Poor People’s Campaign

“No More Hunger USA.” 1968. Poor People’s Campaign. National Museum of American History, Smithsonian Institute.

The Poor People’s Campaign, led by Dr. Martin Luther King Jr., focused the attention of participants in the Civil Rights Movement on poverty and economic inequality. In 1969, Rev. Jesse Jackson led efforts in Chicago focused specifically on hunger and malnutrition in the city’s Black community, including a march of 2,000 people to the Illinois State Capitol, demanding that the state government declare Illinois a “disaster area” due to reports of starvation. Hundreds of people protested for months until the state government promised a substantial $5.4 million boost in funding for school lunch programs.

United Bronx Parents

“United Bronx Parents headquarters with its founder, Evelina López Antonetty, leaning out the window.” 1965. United Bronx Parents Archive, El Centro de Estudios Puertorriqueños, Hunter College-CUNY.

In the mid-1960’s, parents from low-income Black and Puerto Rican communities of New York City organized against racism in the school system. United Bronx Parents focused first on improving the school lunch program.
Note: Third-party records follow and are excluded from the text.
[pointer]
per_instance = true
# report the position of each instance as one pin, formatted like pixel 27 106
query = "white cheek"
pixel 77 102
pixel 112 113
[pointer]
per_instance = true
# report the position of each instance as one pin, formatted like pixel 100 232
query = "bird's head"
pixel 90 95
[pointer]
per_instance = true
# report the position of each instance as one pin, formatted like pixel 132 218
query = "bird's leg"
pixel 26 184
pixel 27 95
Led by founder Evelina Antonetty, parents drove to Washington, DC with two trucks filled with uneaten, unwanted lunches, dumping the trash bags on the doorstep of the U.S. Department of Agriculture (USDA). As a result, USDA invited the parents to directly administer their community’s school lunch program, allowing them to make decisions about vendors and food in a way that best suited their community’s needs.
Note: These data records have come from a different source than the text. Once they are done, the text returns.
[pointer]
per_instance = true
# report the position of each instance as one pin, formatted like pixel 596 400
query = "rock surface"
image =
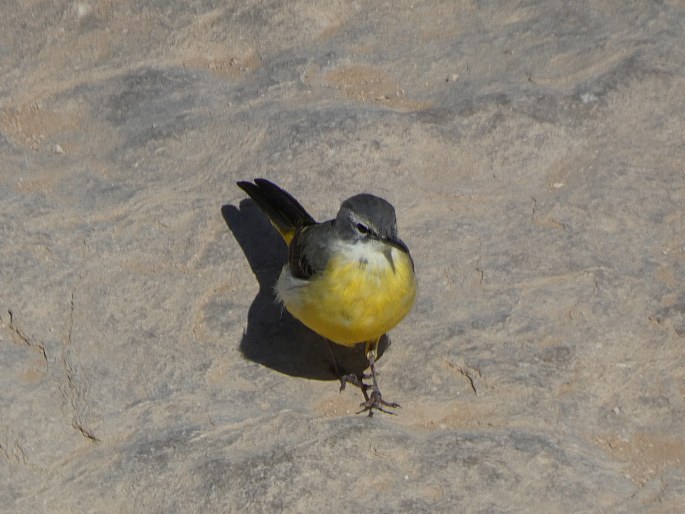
pixel 534 152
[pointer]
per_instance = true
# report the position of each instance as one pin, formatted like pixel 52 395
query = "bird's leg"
pixel 375 400
pixel 346 378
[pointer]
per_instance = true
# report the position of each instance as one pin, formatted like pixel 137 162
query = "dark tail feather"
pixel 285 213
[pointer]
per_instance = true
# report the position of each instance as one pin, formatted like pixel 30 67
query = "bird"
pixel 349 279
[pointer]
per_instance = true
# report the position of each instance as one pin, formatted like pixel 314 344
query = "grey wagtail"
pixel 349 279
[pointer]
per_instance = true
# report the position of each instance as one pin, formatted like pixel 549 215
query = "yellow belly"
pixel 350 302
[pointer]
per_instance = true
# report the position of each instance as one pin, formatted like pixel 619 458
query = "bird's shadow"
pixel 273 337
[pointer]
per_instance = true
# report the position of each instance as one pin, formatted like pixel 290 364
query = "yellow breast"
pixel 360 296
Lana Dee Povitz, Stirrings: How Activist New Yorkers Inspired a Movement for Food Justice, (Berkeley: University of California Press, 2019): 86.

Doris Derby

Derby, Doris. “Doris Derby with 16 mm camera in Lafayette, Louisiana, c. 1970s.” The Photographer’s Gallery.
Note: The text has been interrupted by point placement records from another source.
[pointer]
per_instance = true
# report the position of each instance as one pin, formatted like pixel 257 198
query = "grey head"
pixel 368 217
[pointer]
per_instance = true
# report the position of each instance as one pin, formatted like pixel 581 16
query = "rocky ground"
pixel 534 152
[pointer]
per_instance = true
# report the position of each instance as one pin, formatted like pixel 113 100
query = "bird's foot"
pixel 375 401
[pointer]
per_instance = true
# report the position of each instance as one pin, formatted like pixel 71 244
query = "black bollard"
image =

One of the most prolific photographers of the Civil Rights Movement, Doris Derby, stood out as a Black woman at a time when most of her peers in the field were white men. Her unique perspective — and the access her position as an organizer and educator for the Student Nonviolent Coordinating Committee provided — allowed her to capture intimate portraits of Black life and to document the variety of ways local organizations sought to empower Black people, from voting, to adult education, to health care clinics. 

Hunger, Justice,
and Civil Rights

The years after World War II saw the emergence of struggles for equity and civil rights in America, including the movement for women’s rights and the Black freedom struggle. The Civil Rights Movement had won major legislative victories that ended legal segregation and established equal protection under the law. But by the late 1960s, new movements emerged borne of revolutionary notions of Black Power, Women’s Liberation, Red Power, and Chicano Power, demanding deeper social and economic transformation. 

Organizing, peaceful dissent, and art were used to try to persuade the government to respond to hunger, and to include all who struggled in that response. Community responses to hunger emerged, many of which presaged the current charitable food system today. But it was the robust and powerful government response that signaled a possible end to hunger in America.